The FDA isn’t standing still. In 2023, they launched a pilot program to help with complex generics-things like inhalers, topical creams, and extended-release pills. These are harder to copy because the way the drug is delivered matters as much as the chemical itself. Right now, only 9.7% of these complex generics get approved, even though they make up nearly 20% of pending applications.

And in Q3 2024, the FDA plans to roll out AI tools to help speed up reviews for simpler applications. In internal tests, AI reduced review times by 18.7%. That might not sound like much, but for a company waiting to launch, even a few weeks matters.

By 2026, analysts estimate these changes could cut the average time to generic approval by 4.3 months. That could save the U.S. healthcare system $18.7 billion a year.

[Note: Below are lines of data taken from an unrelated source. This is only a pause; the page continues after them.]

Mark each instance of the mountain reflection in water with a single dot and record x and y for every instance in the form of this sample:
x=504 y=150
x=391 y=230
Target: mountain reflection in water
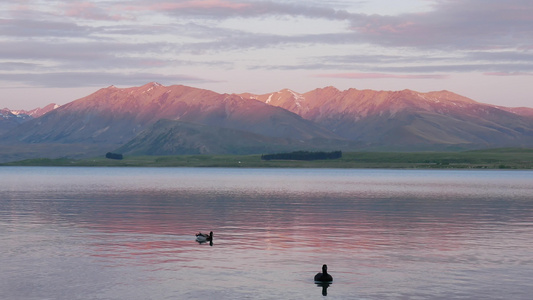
x=130 y=233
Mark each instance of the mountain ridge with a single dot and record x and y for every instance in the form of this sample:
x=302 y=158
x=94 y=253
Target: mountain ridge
x=324 y=118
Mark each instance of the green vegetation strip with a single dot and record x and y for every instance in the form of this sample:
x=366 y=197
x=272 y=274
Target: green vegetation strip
x=482 y=159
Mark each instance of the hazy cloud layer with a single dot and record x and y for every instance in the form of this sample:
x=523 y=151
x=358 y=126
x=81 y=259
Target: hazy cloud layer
x=55 y=43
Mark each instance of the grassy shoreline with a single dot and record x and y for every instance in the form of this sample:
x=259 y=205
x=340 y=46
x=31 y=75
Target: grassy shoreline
x=508 y=158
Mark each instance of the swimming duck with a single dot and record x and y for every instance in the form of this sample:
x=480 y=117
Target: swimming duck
x=324 y=276
x=202 y=237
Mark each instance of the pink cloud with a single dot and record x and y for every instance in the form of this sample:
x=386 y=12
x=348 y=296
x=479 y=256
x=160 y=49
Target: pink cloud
x=202 y=4
x=508 y=74
x=87 y=10
x=379 y=76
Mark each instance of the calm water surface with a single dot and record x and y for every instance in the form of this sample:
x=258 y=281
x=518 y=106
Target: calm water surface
x=128 y=233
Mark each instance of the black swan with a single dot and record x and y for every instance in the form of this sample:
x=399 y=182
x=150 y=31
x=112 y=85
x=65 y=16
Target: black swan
x=324 y=276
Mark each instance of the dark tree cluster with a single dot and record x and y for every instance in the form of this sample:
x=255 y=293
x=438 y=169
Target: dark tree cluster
x=303 y=155
x=111 y=155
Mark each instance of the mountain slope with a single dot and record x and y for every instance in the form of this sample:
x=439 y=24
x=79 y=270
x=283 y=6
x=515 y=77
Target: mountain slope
x=114 y=116
x=407 y=119
x=171 y=137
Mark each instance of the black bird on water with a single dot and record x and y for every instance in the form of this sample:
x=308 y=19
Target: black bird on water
x=202 y=237
x=324 y=276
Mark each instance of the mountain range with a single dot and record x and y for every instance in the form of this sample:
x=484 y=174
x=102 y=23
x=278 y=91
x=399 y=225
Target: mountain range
x=163 y=120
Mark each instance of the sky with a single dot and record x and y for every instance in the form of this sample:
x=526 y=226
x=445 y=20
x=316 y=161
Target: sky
x=56 y=51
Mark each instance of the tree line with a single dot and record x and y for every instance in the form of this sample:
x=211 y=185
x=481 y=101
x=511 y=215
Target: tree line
x=303 y=155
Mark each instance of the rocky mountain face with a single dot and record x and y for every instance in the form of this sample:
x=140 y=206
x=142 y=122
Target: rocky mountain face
x=9 y=119
x=156 y=119
x=408 y=119
x=114 y=116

Industry Reactions: Real Voices

Not everyone is thrilled. On Reddit, a senior regulatory affairs manager wrote: “The domestic manufacturing requirement is noble but unrealistic for complex generics where 92% of specialized excipients still come from Europe and Asia.”

But another voice on the same thread said: “We’ve already shifted two product lines to our Pennsylvania facility. The 2-month review acceleration could mean $120M in additional revenue for our key cardiovascular product.”

That’s the split. Some see the new rules as a barrier. Others see them as a competitive edge.

Big players like Teva, Sandoz, and Hikma are already investing in U.S.-based bioequivalence labs. Contract research firms like Covance and PPD are reporting 35% growth in U.S. testing capacity year-over-year. The race is on.

What Should Generic Drug Companies Do Now?

If you’re applying for FDA approval, here’s what you need to do:

• Check if your drug qualifies as a first generic or is on the shortage list. If yes, aim for priority review.
• If you’re not sure, talk to the FDA early. Use the pre-submission meeting program.
• Start mapping your supply chain. Can you source your API from the U.S.? Do you have a U.S. manufacturing site? If not, plan for it now.
• Don’t assume your application is ready. CMC issues are the #1 reason for delays. Test, test, test.

The FDA isn’t trying to make things harder. It’s trying to make the system more reliable-for patients, for manufacturers, and for the country’s health security. The rules have changed. The clock is ticking. And the next generic drug to hit the market? It might be yours-if you play the game right.